What does this mean for SaaS products marketed as “AI for accountants”?

The implications for enterprise AI products are concrete. Products marketed as “automated invoice processing” or “AI bookkeeper” — including some top-tier SaaS products on the Croatian and European markets — most likely cannot reliably process an entire workflow without human review at every step.
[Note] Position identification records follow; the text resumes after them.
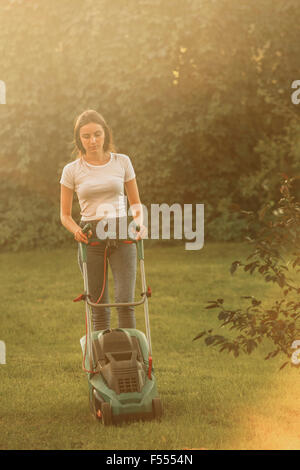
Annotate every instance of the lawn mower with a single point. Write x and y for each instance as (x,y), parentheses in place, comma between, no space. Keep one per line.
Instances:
(118,362)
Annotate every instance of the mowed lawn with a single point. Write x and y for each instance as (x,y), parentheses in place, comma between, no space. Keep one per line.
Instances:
(211,400)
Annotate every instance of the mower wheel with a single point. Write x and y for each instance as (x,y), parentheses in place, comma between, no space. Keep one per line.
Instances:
(106,414)
(156,408)
(95,404)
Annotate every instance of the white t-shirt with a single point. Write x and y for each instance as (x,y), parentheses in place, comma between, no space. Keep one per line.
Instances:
(99,188)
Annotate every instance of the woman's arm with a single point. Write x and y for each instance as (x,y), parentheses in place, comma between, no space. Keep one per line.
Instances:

Marketing materials often suggest autonomous processing; the benchmark shows that the reality is still “AI suggests, human approves.”

The authors suggest two directions for improvement. First, fine-tuning models on curated spreadsheet workflow datasets (labeled datasets of ~10,000 tasks, which the benchmark uses, exist). Second, integrating a formal validation layer that verifies semantic equivalence of old and new state before applying changes — preventing reference drift and schema break failure modes.

WorkstreamBench is public and available to researchers for reproduction and extension.

Frequently Asked Questions

Why is a financial spreadsheet workflow hard for AI?
Spreadsheet tasks in finance are not isolated Excel tricks — they involve end-to-end logic connecting 10–50 cells, formulas with VLOOKUP and INDEX-MATCH structures, validation against external sources, and conditional formatting that reflects business rules. An agent must understand both structure and semantics.
Which models are tested?
The paper tests GPT-4o, Claude Sonnet 4.6, Claude Opus 4.7, and Gemini 3 Pro in an isolated environment (no external tool) and in an agentic environment (with an Excel API tool). Performance is measured through formula correctness, end-state validity, and workflow completion rate.
What are the practical implications of the results?
For SaaS products marketed as 'AI for accountants' (automated invoice processors, AI bookkeepers) — the results show that reliable automation of real financial spreadsheet workflows is still out of reach without human review at every step.